I want them to be proud of me. I want them to be part of my life. But I also have to realize those things are probably not going to happen, either. They will likely never come here. So that particular desire will probably continue to go unfulfilled, at least for now.
The other thing that occurred to me was that it did not matter at all what anyone else thought—those closest to me and my life understand what God has done in it. Writing things like this will hopefully make others on the outside understand as well. I want to also note that any relational gaps between myself and my sisters are probably almost entirely my fault. I screwed up pretty badly with them when I was younger, and am reaping the fruits I sowed then now as an adult. I can’t blame them for not being closer.
So what I learned about myself today is that my need for approval and validation can sometimes cause me a little emotional difficulty (and probably some awkwardness for others as well). For now, I can rest in the knowledge that I have the unconditional love and support of my wife and my family, even my family in SD (they may not share my…spiritual conviction, but they do love me as best they can given the circumstance of our long distance).

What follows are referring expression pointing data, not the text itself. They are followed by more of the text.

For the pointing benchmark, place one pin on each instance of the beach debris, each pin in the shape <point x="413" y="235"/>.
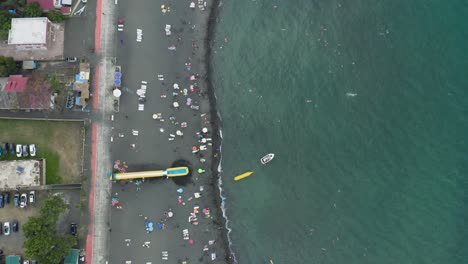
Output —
<point x="185" y="234"/>
<point x="139" y="35"/>
<point x="168" y="30"/>
<point x="164" y="255"/>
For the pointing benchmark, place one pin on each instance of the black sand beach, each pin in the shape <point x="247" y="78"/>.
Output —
<point x="149" y="148"/>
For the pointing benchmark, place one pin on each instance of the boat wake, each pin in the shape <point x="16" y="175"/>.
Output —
<point x="223" y="198"/>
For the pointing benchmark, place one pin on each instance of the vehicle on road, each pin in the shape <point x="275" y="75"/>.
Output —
<point x="12" y="148"/>
<point x="73" y="229"/>
<point x="23" y="200"/>
<point x="19" y="150"/>
<point x="71" y="59"/>
<point x="16" y="199"/>
<point x="6" y="198"/>
<point x="32" y="150"/>
<point x="15" y="226"/>
<point x="25" y="151"/>
<point x="32" y="196"/>
<point x="6" y="228"/>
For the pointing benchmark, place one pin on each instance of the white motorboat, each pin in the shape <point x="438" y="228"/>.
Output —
<point x="267" y="158"/>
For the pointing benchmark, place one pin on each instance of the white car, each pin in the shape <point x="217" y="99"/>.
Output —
<point x="6" y="228"/>
<point x="32" y="150"/>
<point x="19" y="150"/>
<point x="23" y="200"/>
<point x="32" y="196"/>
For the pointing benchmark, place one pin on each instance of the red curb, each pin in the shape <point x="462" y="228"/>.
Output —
<point x="89" y="238"/>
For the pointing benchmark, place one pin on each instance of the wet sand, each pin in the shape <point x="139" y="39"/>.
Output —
<point x="151" y="149"/>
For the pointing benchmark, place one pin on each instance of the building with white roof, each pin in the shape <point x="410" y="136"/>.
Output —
<point x="31" y="33"/>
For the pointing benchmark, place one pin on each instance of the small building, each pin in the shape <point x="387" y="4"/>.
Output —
<point x="30" y="33"/>
<point x="13" y="260"/>
<point x="72" y="257"/>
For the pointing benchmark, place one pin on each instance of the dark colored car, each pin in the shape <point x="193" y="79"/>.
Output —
<point x="73" y="229"/>
<point x="16" y="199"/>
<point x="6" y="197"/>
<point x="12" y="148"/>
<point x="15" y="226"/>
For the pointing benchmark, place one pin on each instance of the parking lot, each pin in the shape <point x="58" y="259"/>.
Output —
<point x="13" y="243"/>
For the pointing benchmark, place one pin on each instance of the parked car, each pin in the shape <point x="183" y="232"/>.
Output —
<point x="32" y="196"/>
<point x="12" y="147"/>
<point x="16" y="199"/>
<point x="23" y="200"/>
<point x="25" y="150"/>
<point x="32" y="150"/>
<point x="6" y="198"/>
<point x="15" y="226"/>
<point x="73" y="229"/>
<point x="6" y="228"/>
<point x="19" y="150"/>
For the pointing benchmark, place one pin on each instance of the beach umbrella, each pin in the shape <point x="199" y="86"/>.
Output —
<point x="117" y="93"/>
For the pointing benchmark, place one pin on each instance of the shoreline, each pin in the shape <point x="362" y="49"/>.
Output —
<point x="216" y="123"/>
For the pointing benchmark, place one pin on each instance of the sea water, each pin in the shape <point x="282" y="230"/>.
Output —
<point x="365" y="105"/>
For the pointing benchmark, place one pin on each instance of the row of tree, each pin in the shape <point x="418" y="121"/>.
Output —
<point x="31" y="10"/>
<point x="43" y="242"/>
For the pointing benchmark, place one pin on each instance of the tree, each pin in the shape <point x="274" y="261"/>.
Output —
<point x="43" y="243"/>
<point x="7" y="66"/>
<point x="55" y="16"/>
<point x="5" y="24"/>
<point x="32" y="10"/>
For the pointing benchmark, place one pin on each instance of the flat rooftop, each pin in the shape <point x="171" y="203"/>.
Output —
<point x="29" y="30"/>
<point x="20" y="173"/>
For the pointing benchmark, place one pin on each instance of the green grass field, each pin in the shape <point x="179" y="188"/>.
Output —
<point x="59" y="142"/>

I don’t need to continuously seek approval from anyone but God. And I need to accept my family’s belief (or lack of belief) just as I want them to respect mine. It is not fair for me to expect them to behave toward me as I want them to. They should, in all fairness, just behave simply as they are.
In short, I need to get better at loving unconditionally as well. I need to trust God to meet my needs and fulfill me—not the people in my life.
So that’s a peek at my scattered thought process. Thanks, James Arthur.